質問「医療法人の同族理事は使用人兼務役員になれるか?」

ご質問は医療法人である医院から頂きました。内容は理事長の奥様(医師)が理事になっているが、奥様に賞与(使用人分)を支給しようとしたところ顧問税理士より同族関係者である理事は使用人兼務役員にはなれないので賞与は損金扱いにならないと言われたが本当ですか?というものでした。

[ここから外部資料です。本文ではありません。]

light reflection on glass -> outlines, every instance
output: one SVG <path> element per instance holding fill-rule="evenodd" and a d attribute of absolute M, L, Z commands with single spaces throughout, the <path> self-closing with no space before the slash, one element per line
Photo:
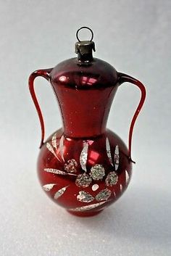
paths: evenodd
<path fill-rule="evenodd" d="M 97 79 L 93 78 L 88 78 L 87 76 L 83 76 L 82 84 L 88 84 L 88 86 L 92 86 L 97 81 Z"/>
<path fill-rule="evenodd" d="M 67 78 L 65 75 L 62 75 L 59 77 L 59 80 L 60 82 L 66 82 Z"/>
<path fill-rule="evenodd" d="M 90 164 L 93 165 L 98 160 L 100 154 L 96 151 L 91 151 L 90 155 L 88 157 L 88 162 Z"/>

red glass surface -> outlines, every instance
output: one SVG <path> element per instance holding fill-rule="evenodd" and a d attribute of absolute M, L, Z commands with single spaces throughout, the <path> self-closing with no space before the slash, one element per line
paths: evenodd
<path fill-rule="evenodd" d="M 79 216 L 99 213 L 127 189 L 132 172 L 133 129 L 146 96 L 144 86 L 136 79 L 117 73 L 101 59 L 70 59 L 54 69 L 37 70 L 29 79 L 42 130 L 38 160 L 41 184 L 53 201 Z M 33 88 L 38 75 L 50 81 L 63 122 L 62 128 L 46 142 Z M 128 149 L 106 127 L 115 93 L 124 82 L 132 83 L 141 91 L 130 125 Z"/>

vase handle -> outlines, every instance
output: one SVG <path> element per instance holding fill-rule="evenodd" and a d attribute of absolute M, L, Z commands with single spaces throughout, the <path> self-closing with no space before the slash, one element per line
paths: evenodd
<path fill-rule="evenodd" d="M 43 144 L 43 141 L 44 141 L 44 121 L 43 118 L 43 115 L 41 113 L 41 108 L 39 107 L 37 97 L 35 94 L 35 90 L 34 90 L 34 80 L 38 76 L 41 76 L 46 79 L 48 81 L 50 80 L 50 73 L 52 70 L 52 68 L 49 68 L 46 70 L 38 70 L 34 71 L 29 77 L 28 80 L 28 85 L 29 85 L 29 90 L 32 96 L 32 99 L 34 102 L 36 109 L 38 112 L 38 115 L 39 117 L 40 123 L 41 123 L 41 144 L 40 144 L 40 149 L 41 148 L 42 145 Z"/>
<path fill-rule="evenodd" d="M 144 103 L 144 101 L 146 99 L 146 92 L 145 86 L 138 80 L 137 80 L 134 78 L 132 78 L 131 76 L 130 76 L 128 75 L 122 73 L 117 73 L 117 74 L 119 76 L 119 83 L 120 84 L 122 84 L 125 82 L 133 83 L 134 85 L 138 86 L 141 91 L 141 96 L 140 102 L 139 102 L 138 106 L 137 107 L 137 109 L 136 109 L 135 114 L 133 117 L 133 119 L 132 119 L 132 121 L 130 123 L 130 131 L 129 131 L 129 139 L 128 139 L 129 160 L 130 162 L 133 162 L 135 163 L 135 162 L 133 161 L 132 158 L 131 158 L 131 146 L 132 146 L 131 144 L 132 144 L 133 131 L 134 125 L 135 125 L 135 123 L 136 119 L 138 117 L 138 115 L 139 115 L 140 111 L 143 105 L 143 103 Z"/>

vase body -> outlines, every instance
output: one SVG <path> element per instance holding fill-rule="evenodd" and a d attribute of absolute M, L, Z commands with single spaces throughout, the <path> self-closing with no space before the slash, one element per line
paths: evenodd
<path fill-rule="evenodd" d="M 39 75 L 53 88 L 63 123 L 45 142 L 43 117 L 33 90 L 34 79 Z M 124 82 L 141 90 L 130 125 L 128 149 L 107 128 L 114 95 Z M 30 77 L 29 86 L 42 129 L 37 167 L 43 189 L 72 214 L 99 213 L 115 202 L 129 184 L 133 128 L 145 99 L 144 86 L 87 54 L 65 60 L 54 68 L 36 70 Z"/>
<path fill-rule="evenodd" d="M 131 176 L 127 147 L 106 127 L 119 86 L 117 72 L 99 59 L 80 65 L 74 58 L 53 69 L 50 81 L 63 128 L 41 149 L 41 186 L 70 212 L 97 214 L 121 196 Z"/>

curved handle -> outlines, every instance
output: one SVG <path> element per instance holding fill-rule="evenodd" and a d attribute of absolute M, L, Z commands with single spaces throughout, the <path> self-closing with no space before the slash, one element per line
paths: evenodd
<path fill-rule="evenodd" d="M 35 107 L 36 108 L 38 115 L 39 117 L 40 123 L 41 123 L 41 145 L 40 145 L 40 149 L 41 148 L 42 145 L 43 144 L 43 141 L 44 141 L 44 122 L 43 122 L 43 115 L 41 113 L 41 108 L 39 107 L 35 91 L 34 91 L 34 80 L 38 76 L 42 76 L 45 79 L 46 79 L 48 81 L 50 80 L 50 76 L 49 74 L 51 71 L 52 70 L 52 68 L 49 68 L 46 70 L 38 70 L 34 71 L 29 77 L 28 80 L 28 85 L 29 85 L 29 90 L 32 96 L 32 99 L 34 102 Z"/>
<path fill-rule="evenodd" d="M 146 99 L 146 92 L 145 86 L 138 80 L 134 78 L 132 78 L 128 75 L 121 73 L 118 73 L 118 75 L 120 78 L 119 78 L 120 84 L 122 84 L 122 83 L 125 83 L 125 82 L 131 83 L 135 84 L 136 86 L 138 86 L 141 91 L 140 102 L 133 117 L 130 126 L 130 131 L 129 131 L 129 139 L 128 139 L 129 160 L 135 163 L 135 162 L 133 161 L 131 158 L 131 146 L 132 146 L 131 144 L 132 144 L 133 131 L 134 125 L 138 117 L 138 115 L 139 115 L 140 111 L 143 105 L 143 103 Z"/>

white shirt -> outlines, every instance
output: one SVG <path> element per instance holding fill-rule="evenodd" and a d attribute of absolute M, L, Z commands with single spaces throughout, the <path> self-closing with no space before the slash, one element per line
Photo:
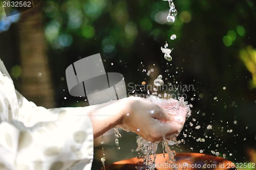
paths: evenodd
<path fill-rule="evenodd" d="M 91 169 L 93 132 L 83 109 L 29 102 L 0 60 L 0 169 Z"/>

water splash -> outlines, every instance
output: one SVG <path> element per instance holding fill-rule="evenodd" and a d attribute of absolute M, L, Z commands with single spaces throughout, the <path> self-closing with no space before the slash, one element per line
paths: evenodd
<path fill-rule="evenodd" d="M 178 101 L 172 98 L 169 100 L 160 99 L 156 96 L 152 95 L 146 98 L 146 99 L 159 105 L 163 109 L 168 111 L 170 114 L 176 115 L 179 115 L 183 116 L 184 119 L 187 119 L 187 118 L 190 115 L 190 110 L 187 105 L 187 102 L 184 102 L 184 98 L 179 98 Z M 163 140 L 162 141 L 158 141 L 155 142 L 145 140 L 140 136 L 139 136 L 137 140 L 138 147 L 136 149 L 136 151 L 140 152 L 144 155 L 144 162 L 146 165 L 149 165 L 150 163 L 155 163 L 156 156 L 156 150 L 159 143 L 161 143 L 164 157 L 165 157 L 165 152 L 169 156 L 169 161 L 175 163 L 175 156 L 176 155 L 176 152 L 175 151 L 173 151 L 170 149 L 170 146 L 178 143 L 176 141 L 176 137 L 174 137 L 170 140 L 167 140 L 164 137 L 163 132 L 162 135 Z M 151 157 L 151 155 L 153 155 L 153 159 Z M 148 169 L 150 170 L 153 169 L 154 167 L 152 166 L 148 166 Z"/>
<path fill-rule="evenodd" d="M 114 128 L 114 133 L 115 133 L 115 137 L 116 138 L 116 139 L 115 139 L 115 142 L 117 146 L 117 149 L 119 150 L 121 149 L 121 148 L 119 147 L 119 141 L 118 140 L 118 138 L 122 137 L 122 135 L 121 135 L 119 132 L 118 131 L 117 127 Z"/>
<path fill-rule="evenodd" d="M 157 78 L 154 81 L 154 85 L 157 87 L 160 87 L 163 85 L 163 81 L 162 80 L 163 76 L 161 75 L 158 76 Z"/>
<path fill-rule="evenodd" d="M 172 40 L 174 40 L 175 39 L 176 39 L 177 36 L 176 34 L 173 34 L 170 36 L 170 39 Z"/>
<path fill-rule="evenodd" d="M 178 11 L 175 8 L 175 5 L 173 0 L 163 0 L 164 1 L 168 1 L 169 2 L 169 13 L 167 16 L 166 19 L 168 22 L 174 22 L 175 21 L 175 16 L 178 14 Z"/>
<path fill-rule="evenodd" d="M 103 168 L 104 170 L 106 170 L 106 167 L 105 166 L 105 161 L 106 160 L 106 158 L 105 158 L 105 152 L 104 151 L 104 147 L 103 144 L 104 144 L 104 141 L 103 140 L 103 135 L 101 135 L 101 144 L 102 145 L 102 155 L 103 157 L 100 158 L 100 161 L 101 161 L 101 163 L 102 163 L 102 166 L 103 166 Z"/>

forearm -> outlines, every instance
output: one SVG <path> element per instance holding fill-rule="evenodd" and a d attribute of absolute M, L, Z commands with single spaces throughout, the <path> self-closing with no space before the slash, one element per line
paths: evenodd
<path fill-rule="evenodd" d="M 123 115 L 126 112 L 126 107 L 125 103 L 120 100 L 89 113 L 93 126 L 94 138 L 115 126 L 120 125 Z"/>

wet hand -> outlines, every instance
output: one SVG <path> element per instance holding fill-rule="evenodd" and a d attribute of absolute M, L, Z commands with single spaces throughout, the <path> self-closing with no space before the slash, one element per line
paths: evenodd
<path fill-rule="evenodd" d="M 120 126 L 144 139 L 171 139 L 178 136 L 182 129 L 184 117 L 170 114 L 157 104 L 141 98 L 122 100 L 126 106 Z"/>

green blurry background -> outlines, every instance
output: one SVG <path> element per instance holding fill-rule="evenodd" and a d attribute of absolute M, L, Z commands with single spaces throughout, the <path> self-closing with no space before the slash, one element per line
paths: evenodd
<path fill-rule="evenodd" d="M 38 105 L 88 105 L 69 94 L 65 70 L 100 53 L 106 72 L 122 74 L 127 85 L 152 84 L 161 74 L 165 84 L 193 86 L 182 92 L 192 116 L 176 152 L 212 151 L 234 162 L 256 162 L 255 1 L 176 0 L 173 24 L 166 22 L 168 5 L 161 0 L 42 1 L 8 17 L 1 3 L 0 57 L 16 88 Z M 166 41 L 174 48 L 170 62 L 160 50 Z M 120 150 L 113 133 L 103 137 L 106 164 L 138 155 L 136 135 L 121 132 Z M 100 143 L 95 169 L 101 167 Z"/>

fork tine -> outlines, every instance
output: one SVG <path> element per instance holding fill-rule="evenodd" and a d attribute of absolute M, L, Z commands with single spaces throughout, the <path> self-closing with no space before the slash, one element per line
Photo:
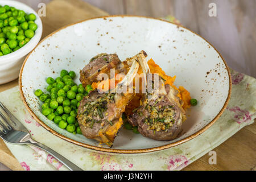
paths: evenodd
<path fill-rule="evenodd" d="M 2 123 L 1 120 L 0 120 L 0 131 L 2 131 L 4 134 L 6 134 L 7 133 L 6 127 Z"/>
<path fill-rule="evenodd" d="M 0 107 L 1 107 L 3 110 L 3 111 L 5 112 L 6 115 L 8 115 L 10 119 L 11 119 L 11 122 L 13 122 L 13 125 L 14 125 L 14 126 L 16 126 L 16 124 L 15 123 L 15 121 L 19 122 L 18 119 L 16 118 L 16 117 L 9 111 L 9 110 L 6 108 L 6 107 L 1 102 L 0 102 Z"/>
<path fill-rule="evenodd" d="M 6 119 L 6 118 L 3 115 L 3 114 L 0 112 L 0 117 L 2 119 L 2 124 L 3 125 L 5 125 L 5 126 L 6 127 L 6 128 L 9 130 L 11 130 L 11 127 L 9 125 L 9 123 L 8 123 L 8 120 Z M 1 122 L 1 121 L 0 121 L 0 122 Z"/>

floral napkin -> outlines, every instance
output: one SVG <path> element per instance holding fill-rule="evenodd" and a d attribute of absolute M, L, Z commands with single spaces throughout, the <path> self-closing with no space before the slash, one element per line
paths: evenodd
<path fill-rule="evenodd" d="M 0 93 L 0 101 L 25 125 L 35 140 L 52 148 L 84 170 L 180 170 L 253 123 L 256 117 L 256 79 L 230 71 L 231 98 L 227 109 L 212 126 L 185 143 L 146 154 L 102 154 L 53 135 L 28 114 L 20 100 L 18 86 Z M 6 145 L 25 170 L 67 170 L 51 155 L 39 148 Z"/>

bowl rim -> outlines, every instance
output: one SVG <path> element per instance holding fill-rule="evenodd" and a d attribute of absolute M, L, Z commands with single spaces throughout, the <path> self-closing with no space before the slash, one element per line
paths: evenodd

結論を先に申し上げると、医療法人ですので理事長と同族関係にある奥様でも使用人兼務役員になり得ます。
法人税法施行令第71条は使用人兼務役員とされない役員について下記のように規定しています。

第七十一条
法第三十四条第五項 (使用人としての職務を有する役員の意義)に規定する政令で定める役員は、次に掲げる役員とする。
一 代表取締役、代表執行役、代表理事及び清算人
二 副社長、専務、常務その他これらに準ずる職制上の地位を有する役員
三 合名会社、合資会社及び合同会社の業務を執行する社員
四 取締役(委員会設置会社の取締役に限る。)、会計参与及び監査役並びに監事
五 前各号に掲げるもののほか、同族会社の役員のうち次に掲げる要件のすべてを満たしている者

問題は五の「同族会社の役員のうち次に掲げる要件のすべてを満たしている者」です。
一般法人の同族関係者の場合、奥様であればほぼ間違いなく五の規定にひっかかり使用人兼務役員になれませんが、医療法人は民法に基づいて設立された法人であり、医療法において剰余金の配当が禁止されているなど、商法に基づき設立された営利法人とは異なるので、医療法人は同族会社には該当しません。
したがって、医療法人には五の規定は適用されず、上記一から四に該当するかどうかで使用人兼務役員の判定をしますので、代表権を有しない理事で、副理事長とか常務理事でなければ使用人兼務役員に該当し、使用人部分について賞与の支給が可能です。

なお平成18年度税制改正で、税務署に事前確定届出給与に関する届出をすれば役員賞与も損金として認められることになりましたので、使用人兼務役員に該当しない役員でも賞与の支給が可能になりました。